A little "Life in Downtown Seattle" anecdote for you:
Today, while I was returning to work from lunch I was walking my usual path along First Avenue: A quick tug of the door to insure it locked, walk foward, admire the pigeons pecking at dried puke on the sidewalk, make a wide circle bypass around the somewhat odor-ful fellow who has been living in the darkened doorway of the Plymouth Housing Group office, squeeze past another pedestrian on the overcrowded section of sidewalk in front of Ohana's outdoor seating area and arrive at the corner of Blanchard. Cars are stopped on First, waiting for the light. Two young businessy type guys are waiting for the light to change on the opposite corner. I look to my right to see if there is any one-way traffic approaching towards me. Confirming that the street, as usual, was completely free of cars, trucks, motorcycles, bicycles or flying saucers, I step out into the intersection to safely cross - yes, against the light. Not a problem when there is absolutetly NO ONE is coming.
Two steps into it do I realize why the young businessy guys are waiting for the light instead of crossing themselves - a quick on/off of a siren and I see a motorcycle cop sitting behind me, also waiting for the light. I give a tilt back of my head and a shrug of my shoulders in a complete "Good Grief" gesture and step back to the curb.

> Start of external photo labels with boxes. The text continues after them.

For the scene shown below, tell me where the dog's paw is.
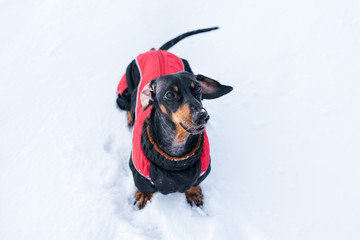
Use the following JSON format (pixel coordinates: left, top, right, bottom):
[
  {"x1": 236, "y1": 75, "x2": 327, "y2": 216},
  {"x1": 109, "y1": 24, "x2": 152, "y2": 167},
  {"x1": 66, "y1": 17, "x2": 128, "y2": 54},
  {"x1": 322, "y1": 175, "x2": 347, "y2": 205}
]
[
  {"x1": 134, "y1": 190, "x2": 153, "y2": 209},
  {"x1": 185, "y1": 186, "x2": 204, "y2": 207}
]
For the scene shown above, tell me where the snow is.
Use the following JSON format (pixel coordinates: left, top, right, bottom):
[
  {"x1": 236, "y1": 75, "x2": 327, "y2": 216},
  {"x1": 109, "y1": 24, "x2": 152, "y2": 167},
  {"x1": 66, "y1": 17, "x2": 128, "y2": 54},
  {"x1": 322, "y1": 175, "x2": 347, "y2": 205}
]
[{"x1": 0, "y1": 0, "x2": 360, "y2": 240}]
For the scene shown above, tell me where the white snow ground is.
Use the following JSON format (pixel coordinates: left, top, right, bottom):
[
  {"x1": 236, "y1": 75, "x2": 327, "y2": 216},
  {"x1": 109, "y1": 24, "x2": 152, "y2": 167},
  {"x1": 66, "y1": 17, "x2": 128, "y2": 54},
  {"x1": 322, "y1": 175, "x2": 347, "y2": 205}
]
[{"x1": 0, "y1": 0, "x2": 360, "y2": 240}]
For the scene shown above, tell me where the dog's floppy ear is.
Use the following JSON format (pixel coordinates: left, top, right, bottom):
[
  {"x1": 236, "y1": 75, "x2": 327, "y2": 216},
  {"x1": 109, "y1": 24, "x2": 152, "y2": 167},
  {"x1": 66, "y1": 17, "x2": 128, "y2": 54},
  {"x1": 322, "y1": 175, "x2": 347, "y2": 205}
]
[
  {"x1": 140, "y1": 80, "x2": 155, "y2": 111},
  {"x1": 195, "y1": 74, "x2": 233, "y2": 99}
]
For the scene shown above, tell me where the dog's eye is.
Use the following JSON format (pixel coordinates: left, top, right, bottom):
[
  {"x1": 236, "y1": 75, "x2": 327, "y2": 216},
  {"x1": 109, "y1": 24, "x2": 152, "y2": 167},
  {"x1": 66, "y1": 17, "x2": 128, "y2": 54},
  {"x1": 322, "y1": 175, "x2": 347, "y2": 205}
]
[
  {"x1": 195, "y1": 86, "x2": 201, "y2": 93},
  {"x1": 165, "y1": 92, "x2": 175, "y2": 99}
]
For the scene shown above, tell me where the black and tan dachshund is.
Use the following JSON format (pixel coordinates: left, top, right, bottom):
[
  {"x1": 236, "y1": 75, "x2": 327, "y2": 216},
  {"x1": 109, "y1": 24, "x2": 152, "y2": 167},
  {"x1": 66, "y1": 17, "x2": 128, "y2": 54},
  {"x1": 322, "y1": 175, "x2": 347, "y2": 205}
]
[{"x1": 117, "y1": 28, "x2": 232, "y2": 208}]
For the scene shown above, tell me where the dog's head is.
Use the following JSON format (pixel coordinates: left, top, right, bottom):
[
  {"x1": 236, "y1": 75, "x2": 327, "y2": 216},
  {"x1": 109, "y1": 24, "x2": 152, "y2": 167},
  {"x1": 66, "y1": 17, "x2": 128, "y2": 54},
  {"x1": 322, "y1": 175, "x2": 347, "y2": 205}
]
[{"x1": 140, "y1": 72, "x2": 233, "y2": 135}]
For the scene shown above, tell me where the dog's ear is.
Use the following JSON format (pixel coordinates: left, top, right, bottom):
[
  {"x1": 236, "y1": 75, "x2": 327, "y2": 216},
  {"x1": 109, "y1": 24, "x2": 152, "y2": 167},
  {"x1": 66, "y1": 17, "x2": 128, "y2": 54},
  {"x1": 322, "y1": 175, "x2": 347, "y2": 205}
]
[
  {"x1": 195, "y1": 74, "x2": 233, "y2": 99},
  {"x1": 140, "y1": 80, "x2": 155, "y2": 111}
]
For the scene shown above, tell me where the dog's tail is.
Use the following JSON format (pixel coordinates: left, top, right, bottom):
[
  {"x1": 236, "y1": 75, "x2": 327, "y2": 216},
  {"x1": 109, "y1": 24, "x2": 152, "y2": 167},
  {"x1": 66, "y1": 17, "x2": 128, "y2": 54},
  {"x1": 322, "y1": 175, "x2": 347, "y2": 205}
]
[{"x1": 159, "y1": 27, "x2": 219, "y2": 50}]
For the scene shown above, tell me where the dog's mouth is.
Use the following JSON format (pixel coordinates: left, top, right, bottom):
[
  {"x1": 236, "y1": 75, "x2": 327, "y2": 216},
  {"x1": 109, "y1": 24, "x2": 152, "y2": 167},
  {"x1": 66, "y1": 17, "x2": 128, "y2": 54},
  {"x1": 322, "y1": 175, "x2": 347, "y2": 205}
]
[{"x1": 180, "y1": 123, "x2": 206, "y2": 135}]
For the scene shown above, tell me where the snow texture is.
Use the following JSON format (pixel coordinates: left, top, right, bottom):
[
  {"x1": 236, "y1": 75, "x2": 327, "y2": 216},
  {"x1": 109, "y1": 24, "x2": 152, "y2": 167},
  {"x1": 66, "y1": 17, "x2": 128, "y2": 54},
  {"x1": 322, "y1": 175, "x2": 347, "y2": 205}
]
[{"x1": 0, "y1": 0, "x2": 360, "y2": 240}]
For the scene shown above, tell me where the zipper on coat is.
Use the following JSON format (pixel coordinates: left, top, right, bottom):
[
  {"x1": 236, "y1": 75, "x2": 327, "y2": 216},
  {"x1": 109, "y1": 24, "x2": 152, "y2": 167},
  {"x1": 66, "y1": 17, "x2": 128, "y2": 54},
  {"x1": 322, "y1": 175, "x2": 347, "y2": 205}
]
[{"x1": 158, "y1": 50, "x2": 165, "y2": 76}]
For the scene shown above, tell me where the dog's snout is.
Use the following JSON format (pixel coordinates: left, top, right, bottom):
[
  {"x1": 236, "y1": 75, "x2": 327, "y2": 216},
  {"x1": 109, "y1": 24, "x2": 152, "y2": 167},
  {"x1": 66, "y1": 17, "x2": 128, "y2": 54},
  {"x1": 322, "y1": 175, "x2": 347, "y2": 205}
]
[{"x1": 193, "y1": 109, "x2": 210, "y2": 125}]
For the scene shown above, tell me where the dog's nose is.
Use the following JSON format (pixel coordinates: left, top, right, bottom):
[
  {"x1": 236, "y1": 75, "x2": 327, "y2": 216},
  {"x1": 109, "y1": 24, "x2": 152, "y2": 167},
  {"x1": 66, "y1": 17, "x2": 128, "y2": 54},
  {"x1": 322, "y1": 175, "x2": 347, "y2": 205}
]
[{"x1": 193, "y1": 109, "x2": 210, "y2": 125}]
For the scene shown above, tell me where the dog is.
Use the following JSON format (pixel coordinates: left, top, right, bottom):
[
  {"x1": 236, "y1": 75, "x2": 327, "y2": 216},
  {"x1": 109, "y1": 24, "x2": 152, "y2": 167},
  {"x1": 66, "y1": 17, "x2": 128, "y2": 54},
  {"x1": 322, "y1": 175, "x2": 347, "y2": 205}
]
[{"x1": 117, "y1": 27, "x2": 233, "y2": 209}]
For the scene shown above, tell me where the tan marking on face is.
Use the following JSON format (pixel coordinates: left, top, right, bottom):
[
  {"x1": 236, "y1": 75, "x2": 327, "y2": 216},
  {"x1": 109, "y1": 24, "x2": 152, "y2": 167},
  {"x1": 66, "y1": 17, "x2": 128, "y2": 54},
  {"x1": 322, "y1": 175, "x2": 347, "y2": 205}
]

The guys across from me? Laugh merrily.
No harm done - no ticket or anything. But as I completed my walk back to work I got to thinking how completetly ridiculous it was that this police officer even noticed me or cared as I looked around at the prevailant graffitti and the 5 homeless for any 1 businessy type. Why the hell is SPD putting time, thought and effort into harrasing common pedestrians when Belltown overall is so under-patroled as to lead to alley lurking crime, club scene shootings and smelly fellows sleeping in a doorway of First avenue in broad daylight???
This is not a rant about any one of those things in paticular - I know and accept that it is all part of living where I live. It's not okay - people should be able to go out to a club without getting shot, walk to the corner store without gettitng threatened and smelly dude needs some serious help & love from the society that rejected him- it's not okay but I accept it.
What I don't get is Seattle's unhealthy approach to pedestrians. Coming back to the office I was consoled a bit by reading this article by Daniel Jack Chasan. At least I'm by FAR not the only pedestrian who feels this way.